From the Arbutus team, a grandly recreated Gallic brasserie, a couple of minutes walk from Charing Cross; a day-one visit revealed it to be a quality operation – indeed, its ‘offer’ would arguably be better if it were rather less ambitious.

The popular team behind Arbutus and Wild Honey – who’ve stormed the capital in the last few years with their brand of gutsy dishes at reasonable prices – are responsible for this Covent Garden newcomer. This new two-floor site – once a ‘Pitcher & Piano’ – is massively larger than either of the other ventures. They have spent a lot of money to create a Central Casting-perfect Gallic brasserie, of the type that needs scuffing up, to give the impression that it’s been there for 100 years, rather than – as when we visited – 100 minutes.

As we are faces familiar to the management, we were inevitably glad-handed as the occasion demanded, yet it became clear our lack of anonymity would make no difference where service was concerned. Legions of charming, smartly dressed waiters and waitresses hopped from foot to foot or milled about in a scene of well-meaning chaos. At least we knew it was 50% off the food in the early days, so we were going to have to be kind about any longeurs (of which there were many).

Our meal got off to a cracking start with a Herefordshire snail and bacon pie of a type that made you nostalgic for the childhood most people never had in that bit of border country. A guest, however, was not blown away by his Autumn wild mushrooms and Clarence Court poached egg on toast. (Do the sort of eggs you can buy in Waitrose really need a name check?)

Fast forward 40 minutes, and the mains arrive: Lapin à la moutarde, and Elwy Valley lamb from the Josper Charcoal Grill. (Enough information already!) The rabbit, unfortunately, was rather like the snail and bacon pie, but creamy to excess, and so comfortingly authentic. The lamb, though, was slightly chewy and not particularly well-seasoned. A pudding of Pain perdu with Cox apples was fine, without being memorable. Coffee was excellent (as was the bread we’d enjoyed at the start of the meal).

Serving classic gutsy traditional fare within a few short steps of Terroirs invites comparisons, not initially at least entirely favourable. And though the menu here is long, wide-ranging and with a few cheaper soups and terrines, it’s all – at least in our humble opinion – a bit overwrought for a brasserie, with few plain and simple (and truly inexpensive) options. Où sont les steak/frites d’antan?

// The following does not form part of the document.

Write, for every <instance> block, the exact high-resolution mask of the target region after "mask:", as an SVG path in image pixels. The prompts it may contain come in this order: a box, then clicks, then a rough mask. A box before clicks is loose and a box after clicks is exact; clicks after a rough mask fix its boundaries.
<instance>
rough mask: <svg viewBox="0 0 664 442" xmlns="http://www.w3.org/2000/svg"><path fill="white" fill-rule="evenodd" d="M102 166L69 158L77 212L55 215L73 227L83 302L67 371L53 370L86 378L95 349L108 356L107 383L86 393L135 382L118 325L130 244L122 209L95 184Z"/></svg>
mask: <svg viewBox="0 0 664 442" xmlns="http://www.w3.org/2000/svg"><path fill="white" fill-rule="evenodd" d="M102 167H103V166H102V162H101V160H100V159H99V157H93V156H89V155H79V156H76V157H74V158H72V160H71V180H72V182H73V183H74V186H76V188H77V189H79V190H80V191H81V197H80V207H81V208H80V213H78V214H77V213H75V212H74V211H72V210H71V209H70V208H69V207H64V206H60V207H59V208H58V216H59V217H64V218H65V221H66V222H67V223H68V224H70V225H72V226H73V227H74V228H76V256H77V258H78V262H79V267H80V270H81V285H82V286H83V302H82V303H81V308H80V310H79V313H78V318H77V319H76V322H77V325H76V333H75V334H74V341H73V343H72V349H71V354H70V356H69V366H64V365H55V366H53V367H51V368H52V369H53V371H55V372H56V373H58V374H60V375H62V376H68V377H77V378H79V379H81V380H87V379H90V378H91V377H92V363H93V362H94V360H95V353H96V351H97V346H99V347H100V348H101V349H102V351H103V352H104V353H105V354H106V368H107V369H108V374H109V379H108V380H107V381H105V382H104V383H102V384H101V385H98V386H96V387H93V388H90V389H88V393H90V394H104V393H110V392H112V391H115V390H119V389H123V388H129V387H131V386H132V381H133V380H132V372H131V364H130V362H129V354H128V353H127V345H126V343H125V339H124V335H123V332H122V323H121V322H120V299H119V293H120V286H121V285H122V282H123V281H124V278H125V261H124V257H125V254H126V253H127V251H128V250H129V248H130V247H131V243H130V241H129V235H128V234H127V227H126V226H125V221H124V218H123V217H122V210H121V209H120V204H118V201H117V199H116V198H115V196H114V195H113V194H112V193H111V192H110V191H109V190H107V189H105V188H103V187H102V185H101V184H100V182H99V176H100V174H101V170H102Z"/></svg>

The wine list is also well behind the more established operation.

These are not necessarily fatal concerns. The place – with its antiqued mirrors, shining rails, mosaic floor and very well-spaced tables (for the time being) feels great, and the service is clearly entirely well-meaning And, as we know only too well, this part of the West End is still devoid of too many choices. This is a comfortable, quality venue, which – once the teething problems are sorted out – could well become a Theatreland classic.